Asked to describe brewpub fare, most Vermonters would list creative burgers, chicken wings, and fries slicked with gravy and dotted with cheese curds.
Whirligig Brewing in St. Johnsbury defies these well-worn expectations.
The brewery has stood out since it opened in 2020, displaying co-owner Geoffrey Sewake’s penchant for refreshing sour beers and his playful use of local brewing ingredients: flaked wheat grains, pears and sourdough culture.
While he was busy establishing the brewery, Sewake outsourced the taproom menu to other area businesses. But in December 2022, he took the reins in the kitchen.
“Now all the pieces fit together like a puzzle,” he said.
In a space packed with tables and beer barrels and equipped with stacks of board games, a sign directs customers to order at the bar. Diners can pair Sewake’s brews and other beverages with food that he has crafted to share the flavors of his Japanese American heritage and West Coast upbringing, sometimes combined with classic dishes he loves as an adult.
The Philly-inspired cheesesteak sandwich ($15) is a perfect example. Made on Japanese-style milk bread baked for Whirligig by nearby Boule Bakery, it features shaved steak, bell peppers, onions, a mix of cheeses and mustardy mayo — with Cheez Whiz available by request. It’s a surprising cultural mashup and a culinarily savvy combination.
The menu includes rice bowls topped with Japanese curry ($15), steak ($15), house-smoked ribs ($15), or kimchi and tofu ($14). The latter two, my favorites, come with sweet miso barbecue sauce, tamari mayo, potato crunch and Japanese seven spice. A mouth-torching sambal sauce accompanies the ribs.
Sewake suggested ordering a lager or sour beer to go with the rice bowls and pairing white wine with his many cheese-heavy dishes. Anybody tending bar can suggest a sake from a selection that Sewake said is among the state’s most extensive. They can whip up sake cocktails, too.
On one recent visit, the 10 brews on tap ($4 half pour/$7 full pour) ranged from a tart gose made with local beets to a lush maple milk stout that sat on dried figs while it aged. The bar also offers reasonably priced bottles of wine, Fable Farm ciders and a handful of nonalcoholic offerings.

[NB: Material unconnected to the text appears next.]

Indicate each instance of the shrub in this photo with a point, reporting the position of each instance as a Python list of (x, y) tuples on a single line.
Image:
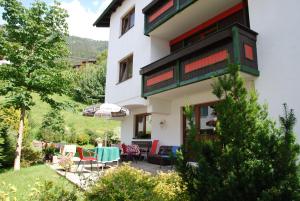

For Sewake, bar food exists to do more than sop up drinks. “When you break bread with family, friends and new acquaintances, you can share your experience, your background and your culture,” he said. He aims to create “a unique experience that can be a memory.”
One memorable Whirligig dish is based on Swiss raclette. The original features Alpine cheese melted until bubbly, poured over boiled potatoes and usually served with cornichons and cured meats.
Sewake swapped Jasper Hill Farm‘s Whitney for the original Swiss cheese and offers both a classic version ($16) and a Whirligig original called cantina-style raclette ($17), to which he adds chipotle salsa, black beans, corn, cilantro and crumbly cotija.
If Sewake’s succulent smoked ribs are on the menu, grab them on a rice bowl, a sandwich ($15) or piled on a dish aptly named Happiness on Chips, a combo of potato chips, meat, cheeses and creamy sauces ($15).
Neil Glassman of Barnet is one of many regulars who find happiness in abundance at Whirligig, which he visits with his partner almost weekly. Asked if the couple have favorites, Glassman said they’re equal opportunity eaters.
“There are so many yummy things,” he exclaimed. “We’re going there 40-plus times a year, so we [must] like the food.”